Islet cells transplanted into the wall of a portal vein tributary show signs of disrupted integrity (yellow depicts insulin, red is staining for blood vessels). Credit: Per-Ola Carlsson, Uppsala University.

Islets are clusters of cells in the pancreas that regulate blood glucose by producing the hormones insulin and glucagon. Clinical islet transplantation involves harvesting islets from deceased organ donors and infusing them through the portal vein into the liver. The treatment has been provided to small numbers of patients, just over 1,100 worldwide, who cannot be stabilized successfully with insulin and have a history of hypoglycemia unawareness. The best responders may be freed of having to take daily insulin shots for years, but all recipients require lifelong immunosuppressive drug therapy with its risks of side effects, including cancer.

The liver and the omentum are each highly vascularized, and thus provide transplanted islets with plenty of blood flow, oxygen and nutrients. But as a transplant site, the liver presents certain limitations. It's prone to inflammatory reactions against the islets, and it also concentrates oral immunosuppressive drugs that are toxic to the cells. Roughly 60% of transplanted islets are killed off in the liver within hours, and it generally takes two infusions or more with purified islet cells to reach a stable population that can adequately control glucose levels in the blood.

Ricordi says the omentum could be more hospitable to transplanted islets than the liver, with the added advantage of easy access by minimally invasive laparoscopic surgery. In the procedure, surgeons drip a mixture of islet cells and the patient's own plasma onto the omentum and add thrombin to create a gel-like biodegradable scaffold that sticks to tissue and holds the islets in place. Omental tissue is then folded over the scaffold to create a pouch that protects the cells from inflammatory attack. With time, the gel gets absorbed while newly forming blood vessels sustain the transplants.

Whether islet cells will engraft in the omentum as well as or better than in the liver “only time will tell,” says James Shapiro, director of the Clinical Islet Transplant Program at the University of Alberta, in Canada. Shapiro developed the Edmonton protocol, which is now the dominant method for islet delivery to the liver. He has treated more than 250 patients with the protocol since it was first published in 1999. Shapiro collaborates with Ricordi and the DRI, and says he plans to perform islet transplants to the omentum at his own facility. “The omentum is an alternative for patients with liver disease, and it may also be easier to remove the islets laparascopically from the omentum if there's a problem with them,” he says.

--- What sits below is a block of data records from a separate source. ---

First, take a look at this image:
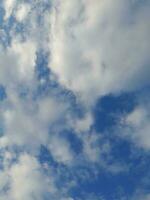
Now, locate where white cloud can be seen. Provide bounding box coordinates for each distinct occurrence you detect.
[119,102,150,150]
[15,3,30,22]
[49,0,150,104]
[3,0,16,20]
[0,40,36,86]
[48,136,73,164]
[0,153,56,200]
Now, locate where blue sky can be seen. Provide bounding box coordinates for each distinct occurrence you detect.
[0,0,150,200]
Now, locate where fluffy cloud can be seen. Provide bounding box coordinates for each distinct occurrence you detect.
[49,0,150,104]
[123,103,150,150]
[0,154,55,200]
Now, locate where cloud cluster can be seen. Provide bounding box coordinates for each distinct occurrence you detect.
[0,0,150,200]
[49,0,150,104]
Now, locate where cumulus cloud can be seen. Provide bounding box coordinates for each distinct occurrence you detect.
[0,0,150,200]
[49,0,150,104]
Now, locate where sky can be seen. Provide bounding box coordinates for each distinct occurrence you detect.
[0,0,150,200]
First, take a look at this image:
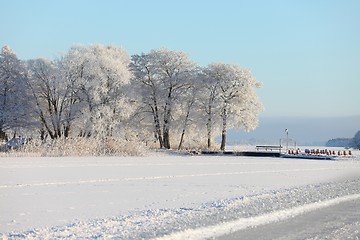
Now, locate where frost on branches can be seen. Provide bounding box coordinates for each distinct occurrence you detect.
[0,45,262,150]
[0,46,28,140]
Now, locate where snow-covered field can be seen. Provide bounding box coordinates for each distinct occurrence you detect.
[0,151,360,239]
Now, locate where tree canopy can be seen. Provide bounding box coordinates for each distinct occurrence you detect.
[0,45,262,150]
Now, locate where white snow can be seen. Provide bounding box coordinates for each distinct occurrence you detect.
[0,151,360,239]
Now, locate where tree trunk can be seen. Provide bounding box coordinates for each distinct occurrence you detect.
[220,108,227,151]
[206,107,212,148]
[178,128,185,150]
[0,128,8,141]
[178,100,194,150]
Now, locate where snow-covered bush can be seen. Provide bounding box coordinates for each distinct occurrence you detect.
[0,137,147,157]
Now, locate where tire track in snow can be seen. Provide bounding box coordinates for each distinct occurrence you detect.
[0,167,353,189]
[156,194,360,240]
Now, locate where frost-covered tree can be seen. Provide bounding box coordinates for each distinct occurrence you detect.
[199,67,220,148]
[28,59,77,139]
[206,63,262,150]
[62,45,134,137]
[132,49,197,148]
[0,46,28,139]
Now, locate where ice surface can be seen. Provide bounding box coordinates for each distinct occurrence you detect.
[0,149,360,239]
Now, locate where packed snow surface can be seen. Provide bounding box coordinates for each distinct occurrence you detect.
[0,152,360,239]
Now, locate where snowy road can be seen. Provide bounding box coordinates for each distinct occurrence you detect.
[218,199,360,240]
[0,154,360,239]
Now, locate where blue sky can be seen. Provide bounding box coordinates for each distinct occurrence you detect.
[0,0,360,117]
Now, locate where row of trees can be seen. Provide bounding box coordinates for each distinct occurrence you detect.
[0,45,262,150]
[325,131,360,149]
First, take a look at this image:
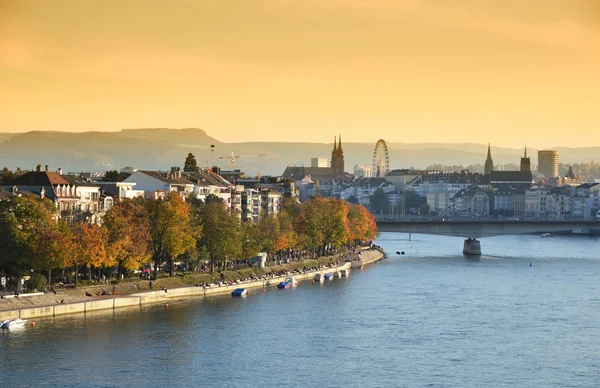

Per-Ola Carlsson, a professor of medical cell biology at Uppsala University, in Sweden, says mouse experiments show the omentum is superior to the liver in terms of graft function and revascularization. “We also find that transplanted beta cells (the subgroup of islets that release insulin) maintain their differentiation better in the omentum than after transplant to the liver.” Islets tend to change gene expression after transplantation, says Carlsson, referring to unpublished studies, in ways that depend on where they're placed. Islet cells transplanted to the liver show a decrease in the expression of Pdx1, which is important for beta cell differentiation. Conversely, when transplanted to the omentum, islets increase the expression of Pdx1 and two insulin genes known as Ins1 and Ins2. “This [may have consequences] for their long-term functioning,” Carlsson says.

Ricordi is currently conducting a phase 1/2 clinical safety/efficacy trial investigating functional and clinical outcomes in patients who receive islet transplants to the omentum. The first recruit for this trial, which has an enrollment goal of six patients, received a transplant at the DRI in September, 2015. A second patient was treated at Niguarda Hospital, in Milan, last May in a separate European study using the same protocol. Meanwhile, the FDA is reviewing data from a phase 3 trial testing islet cell preparation and portal system delivery to the liver. “We don't think we need to do another phase 3 trial for the omentum,” Ricordi says. “Ideally the agency will accept the omentum as an alternative transplantation site of an approved product.”

On that point, Shapiro is skeptical. “If the phase 1/2 trial shows safety, then a phase 3 trial would still be required for the omentum to show superiority to the liver,” he says. “That will be up to the FDA and the rest is speculation.” Although some patients treated with the Edmonton protocol have been off insulin for up to 18 years, he says, “a significant proportion of cells in the liver don't survive. If we could get a higher proportion surviving in the omentum that would be a significant advantage. But it needs to be proven.”